No. 50 Friday, February 05, 2010
Many people would be surprised to know that Mt. Salem means ‘Mount of Peace’, but the troubled community has been far from peaceful.

   Plagued with problems of violence and crime over many years, Mt. Salem has been stereotyped as just another inner-city community of criminals and young people lacking ambition.
   However, there is a place in Mt. Salem where everyone is treated as equals and given a fair chance to better themselves and their families; an initiative of the Roman Catholic Diocese, The Holy Family Help Centre and Day Care,
   The Western Mirror caught up with one of the two sisters involved in the running of the facility, Sister Anne Quinn, an Australian national whose initial purpose was that of being a missionary.
   “I have been here for eight years, and I have been working at this institution since I came,” stated the down to earth sister.
   The purpose of the centre is to make persons in and out of the community more self-reliant, without depending on the illegal activities which most persons are falling prey to in and around the community
   Sister Anne explained that the purpose of the self help centre is to, “Try to equip persons with what they need to gain employment and use some of the skills learnt at the centre at home.”
   A non-profit institution, the centre was started in 1972 by with a group of Roman Catholic sisters.
   “When the sisters first came here, they did social work, they taught the women and men reading, sewing, cooking and basic literacy because many couldn’t read or write among other things It (the community) was poor, the area was overrun with pigs, goats and refuse,” Sister Quinn explained. However, the sisters saw the need for a proper facility to be put in place to service the community and acquired a piece of land, and so the Holy Family Self- Help Centre was born.
   The centre grew over the years, and started to offer various courses to those in and around the community at a small fee, which goes towards the running of the facility. Table waiting, basic computer classes and housekeeping are courses which the centre offers. However, housekeeping, which was started in 1997, is the most popular course at the centre.
   “About 1300 persons have passed through the housekeeping course, most of which have gone on to go on overseas work programs, “said a proud Sister Quinn. Soon there was an outcry for the self help centre to, in addition to having various courses at the facility; have a day care in order to accommodate the children whose parents had nowhere to leave them when they went to work during the days. The clean, picturesque and welcoming environment serves as the perfect atmosphere for young children, as Christianity is at the core of the initiative. The Western Mirror visited the facility and was shown the safe haven so many persons in Mt. Salem have, for years, run to in their time of need.

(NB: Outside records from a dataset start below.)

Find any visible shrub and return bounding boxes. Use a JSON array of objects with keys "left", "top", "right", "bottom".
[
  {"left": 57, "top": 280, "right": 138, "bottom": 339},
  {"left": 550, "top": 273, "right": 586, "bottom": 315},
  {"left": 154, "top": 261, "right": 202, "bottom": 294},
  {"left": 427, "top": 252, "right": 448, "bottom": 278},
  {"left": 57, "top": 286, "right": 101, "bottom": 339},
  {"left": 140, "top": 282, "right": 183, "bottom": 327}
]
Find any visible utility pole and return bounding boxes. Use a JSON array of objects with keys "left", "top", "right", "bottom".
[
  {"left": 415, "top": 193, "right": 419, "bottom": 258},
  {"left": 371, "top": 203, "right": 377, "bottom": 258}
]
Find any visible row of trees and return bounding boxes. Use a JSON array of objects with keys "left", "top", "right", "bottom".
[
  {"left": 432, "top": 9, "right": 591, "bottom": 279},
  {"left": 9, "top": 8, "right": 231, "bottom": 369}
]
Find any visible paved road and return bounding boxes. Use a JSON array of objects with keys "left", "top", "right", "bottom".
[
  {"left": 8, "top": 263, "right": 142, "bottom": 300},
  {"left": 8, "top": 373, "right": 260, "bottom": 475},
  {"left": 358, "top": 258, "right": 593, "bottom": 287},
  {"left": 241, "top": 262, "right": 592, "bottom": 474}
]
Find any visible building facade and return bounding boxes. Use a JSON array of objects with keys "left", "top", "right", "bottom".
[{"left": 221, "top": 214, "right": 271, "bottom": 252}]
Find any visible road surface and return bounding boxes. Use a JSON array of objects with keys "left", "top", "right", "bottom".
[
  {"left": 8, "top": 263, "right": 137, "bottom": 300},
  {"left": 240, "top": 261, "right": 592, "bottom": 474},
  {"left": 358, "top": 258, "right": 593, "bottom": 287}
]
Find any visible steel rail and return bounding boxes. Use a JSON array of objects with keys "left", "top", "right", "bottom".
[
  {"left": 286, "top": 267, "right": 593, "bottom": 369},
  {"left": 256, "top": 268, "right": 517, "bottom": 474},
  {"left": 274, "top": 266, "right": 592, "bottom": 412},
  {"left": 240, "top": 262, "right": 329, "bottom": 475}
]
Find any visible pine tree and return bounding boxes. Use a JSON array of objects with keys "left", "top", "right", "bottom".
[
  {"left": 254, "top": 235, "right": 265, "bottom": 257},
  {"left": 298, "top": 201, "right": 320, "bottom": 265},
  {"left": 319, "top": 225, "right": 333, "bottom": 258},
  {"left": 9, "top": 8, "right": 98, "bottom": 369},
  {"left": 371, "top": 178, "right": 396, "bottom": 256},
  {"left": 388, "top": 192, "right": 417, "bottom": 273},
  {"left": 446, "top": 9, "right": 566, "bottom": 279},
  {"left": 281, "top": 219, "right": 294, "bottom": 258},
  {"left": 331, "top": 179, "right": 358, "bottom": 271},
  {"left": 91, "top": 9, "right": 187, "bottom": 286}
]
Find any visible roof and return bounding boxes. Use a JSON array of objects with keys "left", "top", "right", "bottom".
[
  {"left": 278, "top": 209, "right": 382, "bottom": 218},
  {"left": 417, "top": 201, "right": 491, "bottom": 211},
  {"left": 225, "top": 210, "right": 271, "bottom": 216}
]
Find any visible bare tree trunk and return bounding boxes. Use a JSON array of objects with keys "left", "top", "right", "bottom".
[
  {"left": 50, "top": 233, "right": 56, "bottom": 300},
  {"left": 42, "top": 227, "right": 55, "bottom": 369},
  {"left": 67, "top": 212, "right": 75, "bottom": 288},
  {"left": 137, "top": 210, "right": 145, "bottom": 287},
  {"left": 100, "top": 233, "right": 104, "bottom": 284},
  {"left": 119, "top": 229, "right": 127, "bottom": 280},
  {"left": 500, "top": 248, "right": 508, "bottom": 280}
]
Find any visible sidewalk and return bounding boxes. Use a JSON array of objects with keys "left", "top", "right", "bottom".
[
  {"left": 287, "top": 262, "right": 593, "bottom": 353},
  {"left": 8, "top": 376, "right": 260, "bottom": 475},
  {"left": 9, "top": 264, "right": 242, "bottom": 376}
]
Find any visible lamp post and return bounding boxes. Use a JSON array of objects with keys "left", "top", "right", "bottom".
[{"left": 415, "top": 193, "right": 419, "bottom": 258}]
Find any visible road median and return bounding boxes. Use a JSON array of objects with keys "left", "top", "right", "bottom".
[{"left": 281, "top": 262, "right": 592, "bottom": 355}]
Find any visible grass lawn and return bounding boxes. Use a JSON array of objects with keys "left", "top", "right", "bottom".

   The centre, for five years had a basic school; unfortunately, graduates of the school were finding it difficult to get into primary schools.
   “Many persons feel comfortable and safe here, we made the environment welcoming and clean so that this can be an oasis,” said the Sister, who seemed unfazed by the reputation the community has, when asked the inevitable question, why Mount Salem, and wasn’t she afraid to live and work in the community, Sister Quinn said, “These people are human beings, many of whom are poor, which is nothing disgraceful, nothing to be ashamed of. I find most people (in Mount Salem) to be very helpful.” She went on to explain that shortly before hurricane Ivan, she walked in all the lanes in Mount Salem, looking at people’s houses and for those who did not have sturdy structures, materials such and zinc and wood were provided for them by the centre.
   So though many persons may stay on the outside looking in judging the community and people from the outside, there is good in the community, and the Holy Family Self Centre is just one of the many signs that there is.